I confess to not being a vodka snob. I am a bourbon snob, a fly rod snob, and a fly-tied-by-me snob, among a lot of other categories of snobbery and elitism, but not (until now) vodka. In fact, until recently I considered vodka a kind of classy Everclear, a flavorless additive to tonic, grape juice, watermelons, and hesitant dates. Though I could enlarge on the subtleties and characteristics of various bourbons, I doubted that the vodkas that occupied the next shelf varied from one another in any substantive way other than price and how far they would go to evoke snowy Slavic landscapes with expensive packaging.
But then I happened on Dry Fly Distillery in a fortuitous moment of Googlement, and they sent me a sample, and I drank some, and I knew I'd been a horse's ass. First of all, of course, it was cool to have--not just a bottle that nobody else on the block had, but a bottle that had its own dual value, like the can of Billy Beer and the Cal Ripken commemorative Coke bottles. The Billy is just beer, and the Cal is just coke, but it's, like, better beer and cooler coke. Second, and third and fourth, this vodka was good. I mean, really good. Like, underline for emphasis good. The only greater accolade is underlined bold italics with quotes for emphasis good.
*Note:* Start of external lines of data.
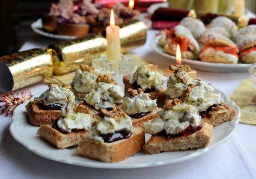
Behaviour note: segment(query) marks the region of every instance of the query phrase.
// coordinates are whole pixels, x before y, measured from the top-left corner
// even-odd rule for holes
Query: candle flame
[[[133,9],[134,6],[134,1],[133,0],[130,0],[130,1],[129,1],[129,5],[128,6],[128,7],[129,7],[129,8],[131,9]]]
[[[177,45],[177,49],[176,50],[176,63],[178,65],[181,65],[181,57],[180,53],[180,45]]]
[[[115,25],[115,17],[114,16],[114,11],[113,9],[111,9],[110,12],[110,26],[114,26]]]

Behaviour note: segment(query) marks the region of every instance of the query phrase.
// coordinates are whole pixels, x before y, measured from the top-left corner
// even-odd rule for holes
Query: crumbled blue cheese
[[[49,89],[35,99],[34,102],[48,105],[57,103],[63,105],[69,101],[75,102],[75,97],[73,92],[61,86],[51,84]]]
[[[104,116],[99,122],[94,124],[90,134],[93,140],[104,142],[103,138],[101,136],[101,135],[121,130],[131,131],[132,128],[131,119],[126,114],[121,119]]]
[[[171,109],[165,108],[158,114],[157,118],[144,123],[146,133],[155,135],[165,130],[166,134],[178,134],[190,125],[199,126],[201,120],[197,109],[185,104],[176,105]]]
[[[161,90],[161,86],[167,78],[156,71],[152,71],[149,67],[149,65],[142,64],[135,72],[130,74],[129,83],[133,84],[137,81],[143,91],[154,87],[156,91],[159,92]]]
[[[183,83],[181,79],[186,78],[187,81]],[[172,98],[180,98],[182,96],[182,92],[187,87],[189,83],[195,83],[195,80],[189,77],[184,71],[178,71],[174,75],[169,77],[167,81],[167,89],[165,93]]]
[[[149,95],[143,92],[135,96],[125,96],[123,98],[122,110],[128,115],[146,113],[153,110],[157,106],[157,100],[151,100],[149,96]]]
[[[184,77],[187,81],[183,83],[181,79]],[[224,101],[221,98],[220,93],[214,93],[214,89],[210,84],[207,84],[202,81],[193,80],[183,71],[178,71],[169,77],[167,81],[166,93],[172,98],[182,97],[182,92],[190,83],[194,84],[194,87],[185,102],[197,108],[199,112],[205,111],[214,104],[220,104]]]
[[[68,103],[61,107],[61,116],[57,122],[59,128],[71,132],[72,129],[89,131],[94,119],[90,114],[75,112],[74,104]]]
[[[104,82],[98,83],[95,89],[85,96],[85,101],[96,109],[113,107],[122,102],[125,95],[123,87]]]
[[[223,102],[220,93],[215,93],[214,89],[210,84],[198,81],[192,89],[186,103],[196,107],[199,112],[201,112],[214,104],[220,104]]]
[[[95,88],[97,83],[95,81],[101,75],[112,75],[113,72],[95,69],[91,72],[82,71],[81,69],[76,69],[73,80],[74,88],[76,91],[88,93]]]

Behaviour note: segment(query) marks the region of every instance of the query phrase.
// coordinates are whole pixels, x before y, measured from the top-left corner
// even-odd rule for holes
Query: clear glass
[[[253,63],[248,68],[249,78],[253,84],[254,89],[256,89],[256,63]]]
[[[109,61],[107,59],[107,55],[102,54],[98,59],[93,60],[92,65],[97,69],[112,71],[114,75],[117,75],[133,72],[135,61],[134,57],[128,55],[122,55],[119,61]]]

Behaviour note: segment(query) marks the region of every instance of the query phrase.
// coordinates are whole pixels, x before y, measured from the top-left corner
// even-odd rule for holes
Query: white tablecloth
[[[146,44],[131,52],[167,68],[169,60],[153,51],[149,46],[158,32],[148,30]],[[20,51],[44,47],[59,41],[34,34]],[[197,72],[198,78],[210,83],[227,96],[248,77],[247,72]],[[28,87],[34,94],[47,87],[38,83],[15,93]],[[226,142],[195,158],[155,167],[111,170],[69,165],[40,156],[12,137],[9,131],[11,122],[11,117],[0,116],[0,178],[256,178],[256,126],[253,125],[239,123],[234,134]]]

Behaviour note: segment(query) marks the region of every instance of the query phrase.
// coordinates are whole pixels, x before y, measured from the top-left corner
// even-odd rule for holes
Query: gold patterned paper
[[[50,45],[53,73],[60,75],[75,70],[81,64],[91,64],[107,48],[107,40],[100,34],[78,38]]]
[[[241,110],[239,122],[256,124],[256,91],[249,78],[246,78],[229,97]]]
[[[0,60],[3,62],[1,65],[4,66],[1,69],[6,69],[12,77],[13,81],[8,84],[11,86],[8,91],[35,83],[52,75],[51,56],[42,48],[5,56]]]
[[[121,52],[144,45],[146,39],[145,24],[133,20],[120,25]],[[106,53],[106,39],[100,34],[78,38],[50,45],[48,53],[52,54],[53,73],[61,75],[73,71],[81,64],[91,65],[91,60]]]

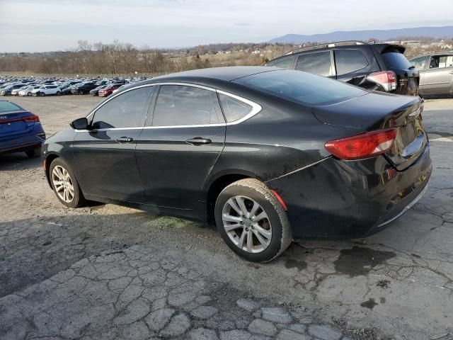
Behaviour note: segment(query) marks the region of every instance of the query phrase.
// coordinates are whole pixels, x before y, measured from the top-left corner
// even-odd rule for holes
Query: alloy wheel
[[[52,171],[52,183],[57,195],[61,200],[67,203],[74,200],[74,191],[72,179],[67,170],[61,165],[56,166]]]
[[[269,246],[270,220],[254,200],[243,196],[231,197],[224,205],[222,219],[226,234],[238,248],[260,253]]]

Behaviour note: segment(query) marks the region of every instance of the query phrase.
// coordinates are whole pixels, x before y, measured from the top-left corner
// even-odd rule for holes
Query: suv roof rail
[[[296,53],[297,52],[302,51],[309,51],[310,50],[316,50],[318,48],[323,47],[334,47],[336,46],[341,46],[343,45],[369,45],[369,42],[365,42],[365,41],[360,40],[344,40],[344,41],[334,41],[333,42],[326,42],[324,44],[316,45],[314,46],[309,46],[306,47],[299,47],[296,48],[292,51],[289,51],[285,53],[284,55],[292,55],[293,53]]]

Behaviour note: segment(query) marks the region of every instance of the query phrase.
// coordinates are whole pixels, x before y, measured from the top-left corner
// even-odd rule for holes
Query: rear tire
[[[25,154],[28,156],[28,158],[36,158],[41,155],[41,148],[38,147],[33,149],[33,150],[25,151]]]
[[[50,164],[49,178],[57,198],[68,208],[79,208],[85,203],[76,176],[69,165],[61,158]]]
[[[271,261],[292,241],[283,208],[269,188],[256,179],[241,179],[226,186],[217,198],[214,214],[226,245],[248,261]]]

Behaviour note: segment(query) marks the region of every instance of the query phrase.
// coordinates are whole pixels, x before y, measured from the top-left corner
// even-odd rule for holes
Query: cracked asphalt
[[[48,135],[99,101],[10,99]],[[0,156],[0,339],[453,339],[453,99],[423,116],[434,169],[418,204],[372,237],[299,240],[265,264],[212,227],[66,208],[39,159]]]

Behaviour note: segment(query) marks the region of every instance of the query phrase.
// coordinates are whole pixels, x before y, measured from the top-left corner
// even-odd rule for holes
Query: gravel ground
[[[100,100],[11,98],[47,135]],[[428,100],[434,171],[378,234],[294,242],[266,264],[212,227],[68,209],[39,159],[0,156],[0,339],[453,339],[453,100]]]

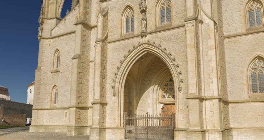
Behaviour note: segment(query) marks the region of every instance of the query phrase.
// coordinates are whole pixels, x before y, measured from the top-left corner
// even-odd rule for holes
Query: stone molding
[[[148,40],[146,43],[139,42],[138,45],[136,47],[133,46],[133,49],[128,50],[129,54],[127,55],[124,55],[124,60],[120,61],[120,65],[117,67],[117,72],[115,73],[115,78],[113,79],[113,85],[112,86],[113,90],[113,95],[116,98],[117,104],[116,107],[116,126],[122,127],[123,126],[123,117],[124,113],[122,110],[122,107],[124,105],[122,104],[122,100],[124,100],[122,95],[124,94],[124,86],[122,86],[124,84],[124,77],[126,75],[130,69],[130,68],[134,65],[133,62],[134,61],[137,59],[144,54],[147,52],[151,52],[159,57],[163,60],[169,67],[171,73],[174,81],[174,87],[175,88],[181,87],[181,81],[183,82],[183,79],[178,75],[179,68],[178,65],[176,62],[174,58],[172,57],[171,54],[165,48],[163,48],[160,44],[158,45],[154,41],[152,44],[151,42]],[[176,88],[177,87],[177,88]],[[178,103],[179,98],[178,97],[179,92],[176,91],[175,93],[176,100],[175,104]],[[176,105],[177,108],[178,106]],[[179,111],[178,108],[176,110]],[[176,121],[178,122],[179,116],[178,113],[176,113]],[[176,125],[178,125],[179,122],[176,122]]]

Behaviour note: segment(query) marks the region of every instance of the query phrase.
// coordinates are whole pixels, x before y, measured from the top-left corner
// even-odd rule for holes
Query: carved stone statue
[[[43,5],[41,6],[41,9],[40,9],[40,15],[39,18],[39,34],[38,35],[38,38],[39,40],[40,40],[40,38],[42,37],[42,30],[43,28],[42,25],[44,23],[44,20],[43,19],[43,17],[44,14],[44,10]]]
[[[142,18],[141,18],[141,32],[146,33],[147,32],[147,17],[146,13],[142,13]]]
[[[139,5],[140,13],[142,15],[141,18],[141,37],[142,38],[147,37],[147,6],[146,0],[141,0],[141,2]]]

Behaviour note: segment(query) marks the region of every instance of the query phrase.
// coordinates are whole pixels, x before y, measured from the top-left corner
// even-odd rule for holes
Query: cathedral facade
[[[264,137],[263,0],[64,2],[41,7],[30,132],[138,138],[127,116],[169,108],[168,139]]]

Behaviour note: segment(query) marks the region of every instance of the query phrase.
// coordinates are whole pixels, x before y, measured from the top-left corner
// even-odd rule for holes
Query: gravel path
[[[89,140],[89,136],[69,136],[65,133],[29,132],[29,126],[0,129],[1,140]]]

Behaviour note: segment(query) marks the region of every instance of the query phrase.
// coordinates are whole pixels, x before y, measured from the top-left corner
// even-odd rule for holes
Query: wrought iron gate
[[[174,114],[125,116],[125,139],[147,140],[173,139]]]

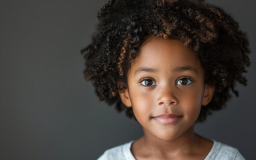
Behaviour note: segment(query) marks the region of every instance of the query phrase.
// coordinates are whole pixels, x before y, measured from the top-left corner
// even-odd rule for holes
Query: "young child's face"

I'll have to taste more vodkas before I go there.
Like I said, I'm a vodka virgin, so I won't even try to characterize the flavors, at the risk of adding more counts of horse's assery to the current list of charges. (Others are not so shy: here are reviews: 1, 2, and 3, all positive; I found no negative reviews.)
Let me repeat: good. I drank it slowly, on ice. No tonic, no date, just me and my new favorite, official StoryArc libation. Way, way good.
As penance, I inflicted a long-threatened taste-test on my wife, who is a vodka fan. I knew what was going to happen, because my wife and her vodka friends are serious and smart, and like I said I had not behaved well vodka-wise, but I poured out samples of what we had--Dry Fly, Belvedere, Cirac, Smirnoff, and a little Bacardi just to keep it interesting. They nailed them, all of them, 100%, confirming my horsesassitude. I may have been humiliated, but I admitted it. Another knock of Dry Fly cheered me right up, and I will never misunderestimate the power of good spirits again.
It's a craft distillery (they have gin, and the scotch and bourbon are cooking--I can't wait!) so acquisition isn't easy. Work through the website. Get some.